Women who are perceived as soulless are candidates for all sorts of uses by the Millennialists. Women who are not genetically desirable may be used as prostitutes for the upper class. This sort of sexual act seems as though it would be counterintuitive for Millennialists to advocate, but it is justified by use of concrete thinking. One victim of the Millennialist society explains the logic to Madrone, the protagonist, in this way: “How immoral can it be if there’s money in it? And technically it’s not fornication if one party has no immortal soul” (Starhawk 186). The same mindset that allows for the use of “soulless” women as prostitutes is also adapted to allow for eugenics in The Fifth Sacred Thing. Women who have lost their souls and are also desirable as genetic donors are placed in breeding pens. From various genetic contributors arise groups such as the Runners that are bred for physical qualities like stamina, speed, and strength. Since these people are born of “soulless” women, they are not regarded as fully human, and it is acceptable for men of the Millennialist class to use them for sex in addition to their born purposes (Starhawk 186). All people are resources if literalism and concrete thinking are used to justify their exploitation.

Perhaps the most perverse act that is considered morally acceptable due to the absolutist logic of the extremists is the creation of “the Angels.” In The Fifth Sacred Thing, prostitution is not a profession that one enters only as a result of becoming misaligned from Millennialist interests, and eugenics is not only manipulated to create classes of people fit for practical uses such as running. Women who have particularly pleasing physical attributes are selected to give rise to a race of children who are also physically appealing. These children become a lucrative product for the Millennialists to use for profit and pleasure. Madrone, the protagonist, cannot comprehend the child sex trade when it is first described to her, and it is reduced to the very simplest terms in this explanation: “The blonds. They were toys for rich men. Bred for it. Raised and trained from birth. For sex and pain” (Starkhawk 303). This is perversion justified by the “letter” of pious laws that state these children do not have souls; therefore, it is not a sin to use them in this way. Piety is blatantly used to excuse the perverse.

NOT JUST WOMEN

Even though extremist attitudes regarding sex, reproduction, and the preservation of status via eugenics most directly involve women, it is important to realize that the men of Gilead, Holyland, and the Millennialist society also suffer as a result of the strictures that are enforced. While the laws in each dystopian society disdain a large number of sexual practices, individuals enforcing those laws never seem to abide by them which leads to the conclusion that these laws are overly restrictive. Placing restrictions on sexual practices does not eliminate sexual urges. In fact, the insistence that people refrain from certain sexual activities combined with the emphasis that they reproduce makes breaking the sexual rules enforced by the dystopian societies even more desirable. The high incidence of rule-breaking that occurs in Gilead, Holyland, and the Millennialist society shows that even those who serve to benefit from the social strictures are oppressed by them as well.

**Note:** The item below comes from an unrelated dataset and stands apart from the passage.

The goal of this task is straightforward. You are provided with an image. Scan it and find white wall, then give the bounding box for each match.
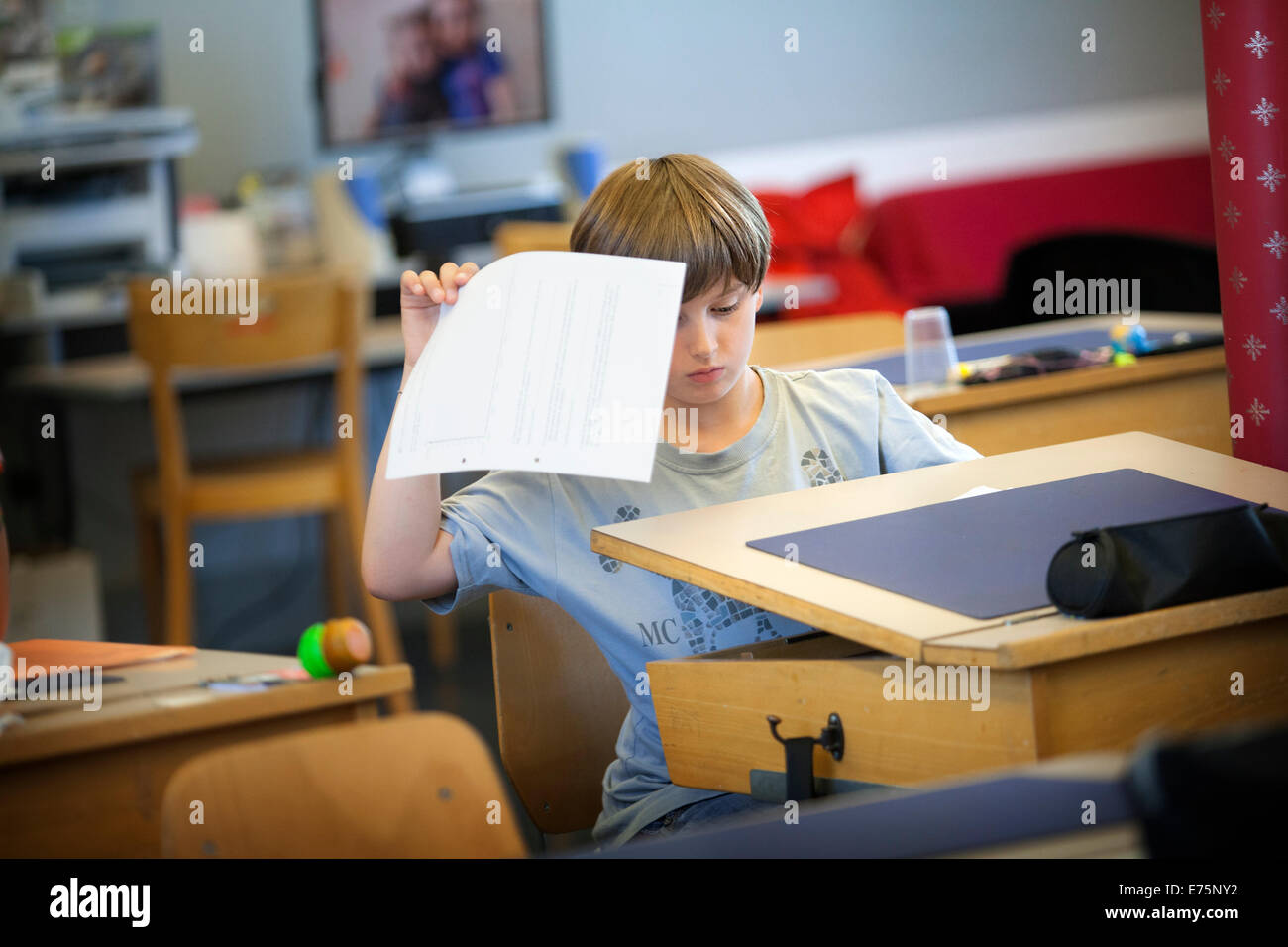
[90,0,1203,194]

In the plot of The Handmaid’s Tale, the first member of the privileged class to break the sexual rules of Gilead is Serena Joy, Commander Fred’s wife. Serena Joy is a member of the wealthy and powerful class, and she stands to benefit from the Ceremony because it allows her to have a child of her own despite the fact that she cannot conceive. Even so, Serena Joy does not observe the Ceremony to the letter but instead forces Offred from the bed much sooner than is acceptable according to protocol, thus knowingly limiting the chances of conception (Atwood 93). Later in the novel, Serena Joy also suggests that Offred directly disobey sexual propriety and have sex with a servant in the household in order to conceive (Atwood 259). It seems as though Serena Joy, as a beneficiary of the strictures imposed, would want to raise a child that would have the genetic input of her husband and obey the strictures that exist because of him. This is not the case. The use of handmaidens instead repulses Serena Joy and encroaches on her monogamous relationship with Commander Fred. There is another, younger woman in the picture, and it is dictated by law that her husband must have sex with this younger woman in the same bed in which she lies. It is no wonder that this situation becomes uncomfortable and embarrassing for Wives even though they tangibly benefit from it.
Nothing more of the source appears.